The ties that bind Sindh’s MPAs and Pakistan’s ministers

The minister’s replies made for a rather entertaining question hour.

KARACHI:


When the Sports Minister Dr Mohammad Ali Shah rose to answer questions in the Sindh Assembly on Tuesday, one had to stop and gape at the television screens focusing on him.
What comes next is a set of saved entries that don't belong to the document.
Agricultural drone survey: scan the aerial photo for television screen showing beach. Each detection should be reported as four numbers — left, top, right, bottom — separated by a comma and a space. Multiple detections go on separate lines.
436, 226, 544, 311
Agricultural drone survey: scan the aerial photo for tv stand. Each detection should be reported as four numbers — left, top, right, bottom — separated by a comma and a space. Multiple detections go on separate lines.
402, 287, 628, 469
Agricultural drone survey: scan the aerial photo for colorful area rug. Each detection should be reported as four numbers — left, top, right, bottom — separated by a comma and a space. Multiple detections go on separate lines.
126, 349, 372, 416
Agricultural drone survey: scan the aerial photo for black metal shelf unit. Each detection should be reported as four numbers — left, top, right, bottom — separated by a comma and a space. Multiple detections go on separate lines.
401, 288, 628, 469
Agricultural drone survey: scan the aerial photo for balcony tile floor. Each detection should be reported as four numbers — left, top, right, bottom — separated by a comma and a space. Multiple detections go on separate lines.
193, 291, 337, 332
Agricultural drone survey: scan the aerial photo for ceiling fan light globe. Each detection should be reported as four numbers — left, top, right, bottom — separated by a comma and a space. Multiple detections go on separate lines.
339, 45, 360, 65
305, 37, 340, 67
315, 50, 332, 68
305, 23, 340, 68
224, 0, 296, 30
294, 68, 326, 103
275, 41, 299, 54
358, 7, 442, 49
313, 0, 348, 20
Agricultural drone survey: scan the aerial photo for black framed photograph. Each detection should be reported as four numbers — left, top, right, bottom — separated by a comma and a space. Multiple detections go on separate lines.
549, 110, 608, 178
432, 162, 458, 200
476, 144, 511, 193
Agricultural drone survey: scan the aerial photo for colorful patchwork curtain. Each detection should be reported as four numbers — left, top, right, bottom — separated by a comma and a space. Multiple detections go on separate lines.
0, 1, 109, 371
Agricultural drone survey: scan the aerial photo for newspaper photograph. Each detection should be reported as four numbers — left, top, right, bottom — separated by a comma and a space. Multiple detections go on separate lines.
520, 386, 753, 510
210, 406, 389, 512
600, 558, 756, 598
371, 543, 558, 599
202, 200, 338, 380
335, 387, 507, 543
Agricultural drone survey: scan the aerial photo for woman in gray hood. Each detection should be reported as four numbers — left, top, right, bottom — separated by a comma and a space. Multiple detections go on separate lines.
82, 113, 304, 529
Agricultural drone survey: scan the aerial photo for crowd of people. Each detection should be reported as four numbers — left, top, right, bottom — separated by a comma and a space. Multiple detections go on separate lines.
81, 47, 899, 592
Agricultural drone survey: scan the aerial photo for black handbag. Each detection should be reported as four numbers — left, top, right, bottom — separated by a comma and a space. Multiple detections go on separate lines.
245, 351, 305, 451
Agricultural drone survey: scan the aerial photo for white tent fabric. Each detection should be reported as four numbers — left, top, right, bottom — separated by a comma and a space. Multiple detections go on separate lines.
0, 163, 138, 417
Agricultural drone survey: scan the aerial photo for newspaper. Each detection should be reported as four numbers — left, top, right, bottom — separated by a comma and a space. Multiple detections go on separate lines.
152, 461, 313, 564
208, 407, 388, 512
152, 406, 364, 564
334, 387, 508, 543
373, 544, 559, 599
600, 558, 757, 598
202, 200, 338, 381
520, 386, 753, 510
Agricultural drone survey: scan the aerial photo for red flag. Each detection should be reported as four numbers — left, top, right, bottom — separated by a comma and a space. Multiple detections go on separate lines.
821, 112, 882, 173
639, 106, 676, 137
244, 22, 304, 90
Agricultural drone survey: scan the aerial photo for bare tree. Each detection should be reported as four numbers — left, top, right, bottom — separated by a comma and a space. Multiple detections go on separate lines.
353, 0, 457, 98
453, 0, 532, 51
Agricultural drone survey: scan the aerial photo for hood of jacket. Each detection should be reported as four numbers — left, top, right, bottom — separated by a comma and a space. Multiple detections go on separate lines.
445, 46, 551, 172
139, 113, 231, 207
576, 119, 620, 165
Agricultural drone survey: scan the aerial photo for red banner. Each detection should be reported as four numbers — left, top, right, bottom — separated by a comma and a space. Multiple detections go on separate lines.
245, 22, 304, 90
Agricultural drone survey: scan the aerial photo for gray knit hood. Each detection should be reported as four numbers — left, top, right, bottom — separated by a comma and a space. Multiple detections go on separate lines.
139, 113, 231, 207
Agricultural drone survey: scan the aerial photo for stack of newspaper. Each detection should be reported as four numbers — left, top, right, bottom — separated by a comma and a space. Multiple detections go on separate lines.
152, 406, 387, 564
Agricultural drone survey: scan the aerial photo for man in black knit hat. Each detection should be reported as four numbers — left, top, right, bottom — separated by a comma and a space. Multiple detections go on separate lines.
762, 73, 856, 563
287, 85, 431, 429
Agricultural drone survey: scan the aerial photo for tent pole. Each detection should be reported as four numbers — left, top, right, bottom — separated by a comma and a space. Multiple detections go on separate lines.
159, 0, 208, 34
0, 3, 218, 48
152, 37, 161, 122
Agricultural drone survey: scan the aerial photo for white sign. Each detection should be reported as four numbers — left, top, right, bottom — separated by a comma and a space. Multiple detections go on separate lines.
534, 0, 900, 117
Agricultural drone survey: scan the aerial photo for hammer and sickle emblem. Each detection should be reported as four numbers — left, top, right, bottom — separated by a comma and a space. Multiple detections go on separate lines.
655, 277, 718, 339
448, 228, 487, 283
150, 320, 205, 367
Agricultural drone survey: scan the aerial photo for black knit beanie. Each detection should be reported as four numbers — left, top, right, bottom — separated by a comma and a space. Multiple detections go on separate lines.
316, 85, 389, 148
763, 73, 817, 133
Was that a tie patterned in country flags around Shah’s neck?


The incongruous tie itself sparked a few questions from a clearly curious speaker, Nisar Khuhro. “Do you wear this tie every day or is this a special occasion?” he said. “I visited the Olympics in Sydney and it was given to me as a souvenir,” Shah remarked proudly. “Since today is question hour I thought I would wear it.”

“Can you share it with me sometime?” Khuhro quipped.

While one of the politicians in Pakistan most well known for his tie collection is Interior Minister Rehman Malik, even Agha Siraj Durrani, the minister for local government, sported a bright yellow tie in the Sindh Assembly on Tuesday.


The sports department is also apparently flush with money, as Shah highlighted. “We have lots of money if we use it properly,” he said, recalling that he had discovered a revolving fund which is now being used, given to them by the federal ministry.

The minister’s replies made for a rather entertaining question hour. A query on kits for malakhara (traditional wrestling) players left Shah with no option but to reply in minute detail. “There’s no kit. There is a shalwar, which is the player’s personal shalwar. And obviously, they must have underwear too.”

When he was asked why there had not been a malakhra tournament in Umerkot, Shah’s astute observation was that “people don’t even fight in Umarkot.”

Ties weren’t the sole focus for the MPAs. A resolution on the difficulty faced by civil and government servants in collecting pensions prompted Khuhro to ask the MPA moving the resolution, Muttahida Qaumi Movement’s Mohammad Aleemur Rehman, how old he was. “I’m a child!” he said. But when pressed he revealed that he was 45 years old.

There was also much excitement in the assembly hall when Malala Yusufzai made an appearance. The Sindh Assembly had passed a resolution paying tribute to her and education minister Pir Mazharul Haq had announced a grant of Rs500,000 for the young girl. The information minister Shazia Marri even managed to bring Haq, who had left the assembly briefly, back to the hall while Yusufzai was there.

The young child witnessed the rest of the proceedings, including MPAs critiquing statements made by Nawaz Sharif on a visit to Karachi on Monday and heard about their priorities and appointments. “Sahib has called a meeting,” said Ayaz Soomro, the law minister, to the speaker, referring to President Asif Ali Zardari. Assembly speaker Khuhro was also told that there were a number of things to take care of for events marking the birth anniversary of the late former prime minister and founder of the PPP, Zulfikar Ali Bhutto.

Published in The Express Tribune, January 4th, 2012.